Located in a new hill side development in Lake Country, this home was designed for a family who are art collectors with a specific interest in modern art, architecture and abstract art. These interests mixed with the design guidelines for the development led to an approach and opportunity to explore an abstraction of traditional housing components.
One of the main stipulations of the clients was that the roofs not look like a typical pitched roof. We chose to allow each pitch to sail past the opposite pitch creating a drama of colliding forces. The roofs overhang providing shadow and in several areas dropped fascia create a bounding area below which walls and windows shift and angle to address views. These overhangs provide greater shelter from the South East sun exposure in the afternoons.
The house is essentially composed of three interconnecting massing components that are expressed as three tones. There is the main mass of the house on the north side of the property that wrapping around to the rear of the house where it frames the second component at the rear of the house. This second component is the highly glazed areas of the living and dining rooms on the lower floor and the master suite and library on the upper floor. The last component is the inset glazing areas at the front entry of the house and the other window cuts around the perimeter of the house.
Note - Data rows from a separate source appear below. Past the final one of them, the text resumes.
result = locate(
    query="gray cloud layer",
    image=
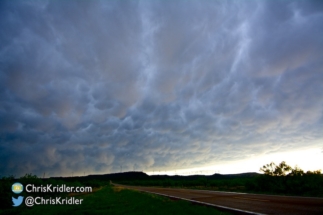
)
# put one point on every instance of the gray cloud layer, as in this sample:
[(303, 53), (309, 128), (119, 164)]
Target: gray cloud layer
[(92, 85)]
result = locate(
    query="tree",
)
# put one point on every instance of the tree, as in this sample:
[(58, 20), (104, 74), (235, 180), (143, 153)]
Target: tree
[(273, 170)]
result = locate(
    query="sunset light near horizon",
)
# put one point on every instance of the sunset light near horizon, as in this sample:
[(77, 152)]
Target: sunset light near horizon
[(163, 87)]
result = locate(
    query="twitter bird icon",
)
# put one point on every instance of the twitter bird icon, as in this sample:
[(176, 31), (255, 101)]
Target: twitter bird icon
[(16, 202)]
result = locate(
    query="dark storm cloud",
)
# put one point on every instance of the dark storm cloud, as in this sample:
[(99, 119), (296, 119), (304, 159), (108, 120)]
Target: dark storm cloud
[(90, 86)]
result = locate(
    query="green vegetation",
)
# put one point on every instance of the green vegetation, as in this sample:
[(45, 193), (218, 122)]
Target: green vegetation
[(278, 179), (202, 182), (110, 200), (285, 180)]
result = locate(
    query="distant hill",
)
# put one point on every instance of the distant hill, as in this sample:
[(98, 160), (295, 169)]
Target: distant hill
[(143, 176)]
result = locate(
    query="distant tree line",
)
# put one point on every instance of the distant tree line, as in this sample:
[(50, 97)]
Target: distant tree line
[(283, 179)]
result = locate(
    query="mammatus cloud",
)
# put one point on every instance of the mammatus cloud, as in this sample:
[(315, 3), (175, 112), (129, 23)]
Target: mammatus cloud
[(93, 86)]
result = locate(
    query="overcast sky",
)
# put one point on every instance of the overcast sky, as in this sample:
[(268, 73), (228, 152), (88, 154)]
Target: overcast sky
[(88, 86)]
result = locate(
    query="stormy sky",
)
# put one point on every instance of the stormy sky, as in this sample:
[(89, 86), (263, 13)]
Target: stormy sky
[(90, 86)]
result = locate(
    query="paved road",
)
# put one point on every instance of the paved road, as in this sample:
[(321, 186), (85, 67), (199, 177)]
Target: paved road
[(243, 202)]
As art collectors the need for a gallery space was of the upmost importance and it takes an important position at the entry to the house. The space sweeps up to a double volume height and focuses on the main stair of the house and through to the living room and beyond to the swimming pool in the yard. A library and the master bedroom overlook the lower floor. A balcony from the library provides an elevated sitting area to appreciate the views of the valley to the south and the farmer fields and orchards to the east. And the poll on the lower floor extends and connects the house into the landscape.